Proper installation of lead shielding required for x-ray and nuclear medicine installations is crucial for safety of both staff and the general public.
The approved shielding design may be excellent on paper! But the lead shielding must be properly installed, with sufficient overlap of lead sheets, with the proper thicknesses of lead, covering all the planned areas and with proper wrapping of lead around areas of penetrations through the walls (e.g., electrical boxes and ventilation systems), for radiation shielding goals to be met. In addition, it is important to support lead well on installation, as it has a tendency to “sag” over time.

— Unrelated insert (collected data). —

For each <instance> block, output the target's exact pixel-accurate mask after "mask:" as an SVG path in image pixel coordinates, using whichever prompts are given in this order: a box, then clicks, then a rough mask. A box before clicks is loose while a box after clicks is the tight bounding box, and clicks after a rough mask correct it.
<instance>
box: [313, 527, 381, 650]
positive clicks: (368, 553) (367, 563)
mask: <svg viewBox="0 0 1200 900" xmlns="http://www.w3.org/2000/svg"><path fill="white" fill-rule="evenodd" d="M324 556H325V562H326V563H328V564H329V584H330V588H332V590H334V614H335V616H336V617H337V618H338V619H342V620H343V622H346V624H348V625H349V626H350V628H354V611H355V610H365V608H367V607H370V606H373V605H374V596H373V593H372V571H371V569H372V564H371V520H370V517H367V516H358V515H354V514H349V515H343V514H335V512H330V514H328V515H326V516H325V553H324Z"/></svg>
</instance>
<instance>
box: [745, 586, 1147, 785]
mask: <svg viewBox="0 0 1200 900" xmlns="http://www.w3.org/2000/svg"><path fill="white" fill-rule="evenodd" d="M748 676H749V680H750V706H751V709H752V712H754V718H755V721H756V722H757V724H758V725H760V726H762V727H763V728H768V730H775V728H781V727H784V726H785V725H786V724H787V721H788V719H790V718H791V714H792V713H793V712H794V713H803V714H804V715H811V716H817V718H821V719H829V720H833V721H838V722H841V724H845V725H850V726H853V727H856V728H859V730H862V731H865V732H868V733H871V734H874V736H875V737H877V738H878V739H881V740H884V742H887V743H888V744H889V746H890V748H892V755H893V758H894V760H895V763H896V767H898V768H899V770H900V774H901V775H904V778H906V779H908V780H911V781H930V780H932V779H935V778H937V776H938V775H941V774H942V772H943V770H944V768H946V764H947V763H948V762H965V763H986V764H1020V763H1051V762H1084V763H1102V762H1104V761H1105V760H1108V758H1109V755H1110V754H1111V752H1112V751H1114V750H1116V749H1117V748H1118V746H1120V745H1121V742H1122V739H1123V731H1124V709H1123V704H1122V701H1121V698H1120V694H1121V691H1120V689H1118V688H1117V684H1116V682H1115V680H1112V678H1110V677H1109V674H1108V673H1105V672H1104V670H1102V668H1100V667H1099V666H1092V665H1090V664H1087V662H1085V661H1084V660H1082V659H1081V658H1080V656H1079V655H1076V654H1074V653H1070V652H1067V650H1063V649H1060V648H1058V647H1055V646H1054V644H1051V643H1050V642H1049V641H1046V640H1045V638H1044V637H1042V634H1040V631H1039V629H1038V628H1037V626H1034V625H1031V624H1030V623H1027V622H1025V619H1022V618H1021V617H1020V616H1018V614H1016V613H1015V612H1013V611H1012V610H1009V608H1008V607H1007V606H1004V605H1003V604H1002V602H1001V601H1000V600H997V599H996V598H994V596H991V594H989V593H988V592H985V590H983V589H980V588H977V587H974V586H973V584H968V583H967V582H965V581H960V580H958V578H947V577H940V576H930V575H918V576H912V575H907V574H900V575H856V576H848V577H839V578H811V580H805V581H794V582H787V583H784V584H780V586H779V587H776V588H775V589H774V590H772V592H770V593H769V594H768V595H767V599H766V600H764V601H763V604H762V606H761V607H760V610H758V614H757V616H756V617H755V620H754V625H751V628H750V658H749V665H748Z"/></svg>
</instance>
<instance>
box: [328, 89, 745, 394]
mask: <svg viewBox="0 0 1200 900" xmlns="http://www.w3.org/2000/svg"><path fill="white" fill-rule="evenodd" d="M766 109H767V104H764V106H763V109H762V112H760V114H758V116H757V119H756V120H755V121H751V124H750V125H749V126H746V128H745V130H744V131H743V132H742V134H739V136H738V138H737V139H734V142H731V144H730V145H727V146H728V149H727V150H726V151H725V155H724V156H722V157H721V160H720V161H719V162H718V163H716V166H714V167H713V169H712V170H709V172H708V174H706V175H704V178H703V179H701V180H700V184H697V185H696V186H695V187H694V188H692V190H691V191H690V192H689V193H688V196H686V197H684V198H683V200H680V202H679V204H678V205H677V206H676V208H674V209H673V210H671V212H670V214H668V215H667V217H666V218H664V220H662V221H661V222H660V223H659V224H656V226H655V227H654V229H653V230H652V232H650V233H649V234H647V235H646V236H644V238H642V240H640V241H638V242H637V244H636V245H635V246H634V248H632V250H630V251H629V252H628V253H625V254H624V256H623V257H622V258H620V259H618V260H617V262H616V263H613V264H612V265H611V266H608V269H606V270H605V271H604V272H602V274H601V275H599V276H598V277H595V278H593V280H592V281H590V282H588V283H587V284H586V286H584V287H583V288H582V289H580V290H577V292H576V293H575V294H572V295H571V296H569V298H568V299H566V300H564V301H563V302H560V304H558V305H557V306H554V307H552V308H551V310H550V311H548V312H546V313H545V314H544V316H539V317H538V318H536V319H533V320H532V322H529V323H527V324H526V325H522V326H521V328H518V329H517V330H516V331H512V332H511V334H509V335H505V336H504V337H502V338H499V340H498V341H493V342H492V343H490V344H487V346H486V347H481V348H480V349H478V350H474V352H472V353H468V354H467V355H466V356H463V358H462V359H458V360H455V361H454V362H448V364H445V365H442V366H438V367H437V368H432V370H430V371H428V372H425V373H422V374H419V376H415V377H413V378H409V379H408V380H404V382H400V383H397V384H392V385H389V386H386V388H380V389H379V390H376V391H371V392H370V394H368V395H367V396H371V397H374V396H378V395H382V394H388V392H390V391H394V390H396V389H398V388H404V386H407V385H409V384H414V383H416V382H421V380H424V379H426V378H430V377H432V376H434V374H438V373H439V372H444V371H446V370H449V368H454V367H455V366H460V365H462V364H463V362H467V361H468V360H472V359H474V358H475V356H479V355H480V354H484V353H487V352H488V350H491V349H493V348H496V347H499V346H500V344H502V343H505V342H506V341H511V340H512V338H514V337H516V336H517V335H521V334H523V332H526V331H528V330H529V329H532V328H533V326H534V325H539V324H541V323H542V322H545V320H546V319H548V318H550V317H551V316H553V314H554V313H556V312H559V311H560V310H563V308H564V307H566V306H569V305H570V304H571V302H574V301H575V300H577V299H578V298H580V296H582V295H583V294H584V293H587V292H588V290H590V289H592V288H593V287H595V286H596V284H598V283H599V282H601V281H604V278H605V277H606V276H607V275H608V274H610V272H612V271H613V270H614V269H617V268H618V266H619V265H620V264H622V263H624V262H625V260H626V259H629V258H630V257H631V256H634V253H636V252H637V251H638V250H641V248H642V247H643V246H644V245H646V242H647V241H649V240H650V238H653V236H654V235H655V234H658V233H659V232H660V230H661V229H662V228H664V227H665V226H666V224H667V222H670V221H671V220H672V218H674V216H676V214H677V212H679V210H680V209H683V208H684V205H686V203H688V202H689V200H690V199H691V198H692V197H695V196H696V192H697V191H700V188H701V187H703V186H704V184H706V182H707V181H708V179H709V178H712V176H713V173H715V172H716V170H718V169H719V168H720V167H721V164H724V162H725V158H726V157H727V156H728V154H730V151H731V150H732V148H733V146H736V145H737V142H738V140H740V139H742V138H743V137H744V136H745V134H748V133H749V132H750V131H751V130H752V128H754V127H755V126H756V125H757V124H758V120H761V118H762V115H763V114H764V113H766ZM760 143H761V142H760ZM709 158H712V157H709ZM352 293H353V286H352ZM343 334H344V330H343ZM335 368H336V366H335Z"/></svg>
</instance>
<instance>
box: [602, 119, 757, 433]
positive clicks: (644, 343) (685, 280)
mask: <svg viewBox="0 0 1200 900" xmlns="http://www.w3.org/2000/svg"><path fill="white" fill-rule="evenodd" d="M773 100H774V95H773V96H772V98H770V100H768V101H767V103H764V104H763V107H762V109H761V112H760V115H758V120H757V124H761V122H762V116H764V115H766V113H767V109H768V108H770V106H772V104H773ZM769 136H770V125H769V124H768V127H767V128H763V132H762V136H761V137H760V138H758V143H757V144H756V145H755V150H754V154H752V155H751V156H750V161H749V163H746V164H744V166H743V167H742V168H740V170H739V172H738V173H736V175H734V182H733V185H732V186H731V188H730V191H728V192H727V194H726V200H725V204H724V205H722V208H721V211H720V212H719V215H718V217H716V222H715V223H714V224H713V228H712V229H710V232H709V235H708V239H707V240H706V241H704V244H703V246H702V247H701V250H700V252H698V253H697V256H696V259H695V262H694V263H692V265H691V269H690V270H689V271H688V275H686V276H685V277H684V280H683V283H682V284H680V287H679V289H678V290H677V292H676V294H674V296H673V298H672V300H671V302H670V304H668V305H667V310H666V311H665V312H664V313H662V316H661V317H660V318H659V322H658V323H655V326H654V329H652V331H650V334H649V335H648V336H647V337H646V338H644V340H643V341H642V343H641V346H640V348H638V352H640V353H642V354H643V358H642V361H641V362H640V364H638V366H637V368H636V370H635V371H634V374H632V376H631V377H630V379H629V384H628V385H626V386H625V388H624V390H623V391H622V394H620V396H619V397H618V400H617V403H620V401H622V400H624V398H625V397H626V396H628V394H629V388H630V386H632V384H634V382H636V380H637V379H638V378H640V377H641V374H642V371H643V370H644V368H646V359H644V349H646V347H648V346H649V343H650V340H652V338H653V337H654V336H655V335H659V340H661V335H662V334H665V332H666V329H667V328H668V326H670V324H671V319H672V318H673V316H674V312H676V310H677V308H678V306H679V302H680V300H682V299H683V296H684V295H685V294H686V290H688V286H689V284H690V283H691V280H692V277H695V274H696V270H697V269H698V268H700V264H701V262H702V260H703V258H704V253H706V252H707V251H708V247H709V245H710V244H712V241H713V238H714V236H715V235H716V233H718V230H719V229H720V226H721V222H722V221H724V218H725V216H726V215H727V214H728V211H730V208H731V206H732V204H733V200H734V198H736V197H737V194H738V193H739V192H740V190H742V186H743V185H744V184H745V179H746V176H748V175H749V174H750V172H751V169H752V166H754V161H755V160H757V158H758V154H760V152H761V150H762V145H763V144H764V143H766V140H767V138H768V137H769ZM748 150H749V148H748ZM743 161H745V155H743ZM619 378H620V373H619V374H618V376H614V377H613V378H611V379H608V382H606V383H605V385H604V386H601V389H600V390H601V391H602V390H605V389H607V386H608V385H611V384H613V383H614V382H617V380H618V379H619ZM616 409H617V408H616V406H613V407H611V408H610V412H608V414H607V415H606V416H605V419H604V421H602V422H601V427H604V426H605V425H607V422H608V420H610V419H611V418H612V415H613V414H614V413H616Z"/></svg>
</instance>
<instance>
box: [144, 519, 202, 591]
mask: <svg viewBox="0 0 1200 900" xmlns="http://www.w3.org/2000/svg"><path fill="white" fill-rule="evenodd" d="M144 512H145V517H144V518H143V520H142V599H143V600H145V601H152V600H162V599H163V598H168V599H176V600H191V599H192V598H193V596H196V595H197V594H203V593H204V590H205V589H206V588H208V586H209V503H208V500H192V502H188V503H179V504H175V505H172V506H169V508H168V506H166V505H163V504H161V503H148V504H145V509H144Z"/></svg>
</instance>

The Radiation Safety Institute of Canada has considerable expertise in assessment of lead shielding installations. This is ideally carried out in two phases. In Phase 1, a Radiation Safety Institute of Canada scientist or engineer will visually inspect the lead installation, prior to drywall being installed over the lead. This phase enables assessment of the supports used to fix the lead to the walls, enables visual assessment of the overlap of lead sheets and allows direct comparison of all areas with the planned amount of shielding. In Phase 2, the Radiation Safety Institute of Canada scientist or engineer will use a small, radioactive source and a sensitive detector to quantitatively assess the attenuation of walls, doors and lead-glass windows after all work is complete. This method is especially good at finding small gaps in lead shielding at penetrations and in evaluating the true attenuation value of the structures involved. In some cases, only phase 2 is performed, where it is not possible to delay installation of drywall before the Radiation Safety Institute of Canada representative arrives.
Lead shielding integrity testing may also be used to evaluate existing shielding prior to the installation of a new x-ray unit.
Shielding integrity testing provides one with an independent assessment that shielding was installed correctly by the contractor and assurance that levels of radiation will meet the design limits in the planned shielding document.